3.4. Das Buch Ester – die Geschichte eines politisch handelnden Waisenkindes Text Ester 1-10:
Einheitsübersetzung 2016 |
Lutherbibel 2017 In Psalm 68,6 wird Gott als ein Vater der Waisen gepriesen. Das Büchlein Ester zeigt, welchen Vater das Waisenkind Ester findet und wie sie mit ihm die drohende Vernichtung des eigenen Volkes abwendet. Hintergrund ist wie im Buch Judit wieder die seleukidische Situation. Denn Antiochus IV. versucht eine kulturelle und spirituelle Vernichtung des biblischen Glaubens. Gymnasien werden gebaut, die griechische Sprache verpflichtend eingeführt, die kultischen Symbole Räucheraltar, siebenarmiger Leuchter, Schaubrottisch aus dem Tempel entfernt. Dann greift Antiochus zu härteren Maßnahmen. Er lässt die Mauer Jerusalems niederreißen, Männer umbringen, Frauen und Kinder als Sklavinnen verkaufen. Beschneidung und Feier des Sabbats werden unter Todesstrafe gestellt, der Brandopferaltar wird zu einem Altar des Olympischen Zeus verwandelt, und das Schwein als Opfertier ersetzt das Lamm.
Das Besondere des Buches Ester ist, dass es in einer hebräischen Fassung (und nur diese wird beim Purimfest verkündet) und zwei griechischen Fassungen vorliegt, in denen der hebräische Text durch umfangreiche Einschübe ergänzt wird.

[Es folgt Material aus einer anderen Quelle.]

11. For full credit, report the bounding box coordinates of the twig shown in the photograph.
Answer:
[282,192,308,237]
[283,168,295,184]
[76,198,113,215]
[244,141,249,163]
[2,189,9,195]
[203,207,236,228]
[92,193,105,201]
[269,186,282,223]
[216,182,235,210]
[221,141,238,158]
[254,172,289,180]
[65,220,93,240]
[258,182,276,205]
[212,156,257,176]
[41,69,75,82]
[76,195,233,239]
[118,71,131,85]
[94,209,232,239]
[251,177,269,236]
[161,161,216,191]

Die Einheitsübersetzung bringt die griechische Fassung, wobei der hebräische Text mit Versen, die griechischen Erweiterungen mit Versen und Buchstaben angezeigt werden.
Die Geschichte des hebräischen Kerntextes ist schnell erzählt. Auf dem persischen Königshof weigert sich die schöne Königin Waschti, bei einem ausufernden Fest als besonderer visueller Höhepunkt als Vorzeigefrau für Männer zu dienen, und wird aufgrund ihres emanzipatorischen Verhaltens abgesetzt. Was für eine Gefahr für alle Ehen und Machtverlust der Männer! An ihrer Stelle steigt das schöne jüdische Waisenkind Hadassa – „Myrtenbaum“, mit dem persischen Namen Ester – „Stern“, zur Königin auf. Begleitet wird dieser Wechsel von einem Höflingskonflikt, weil der jüdische Pflegevater Hadassas, Mordechai, dem hochgestellten Agiter Haman die nötige Ehrfurcht verweigert, sich vor ihm niederzuwerfen. Als Reaktion plant dieser die Vernichtung aller Juden im persischen Reich, was aber Mordechai und Ester verhindern. Der für Mordechai errichtete Galgen wird zum Gerichtsort Hamans. Die Judenverfolger werden dann selbst zu von Juden Verfolgten. All das soll aufgeschrieben und zur Erinnerung an den Tag, der durch Lose (Purim) zur Vernichtung der Juden beschlossen wurde, bei einem Fest, dem Purimfest, verkündet werden.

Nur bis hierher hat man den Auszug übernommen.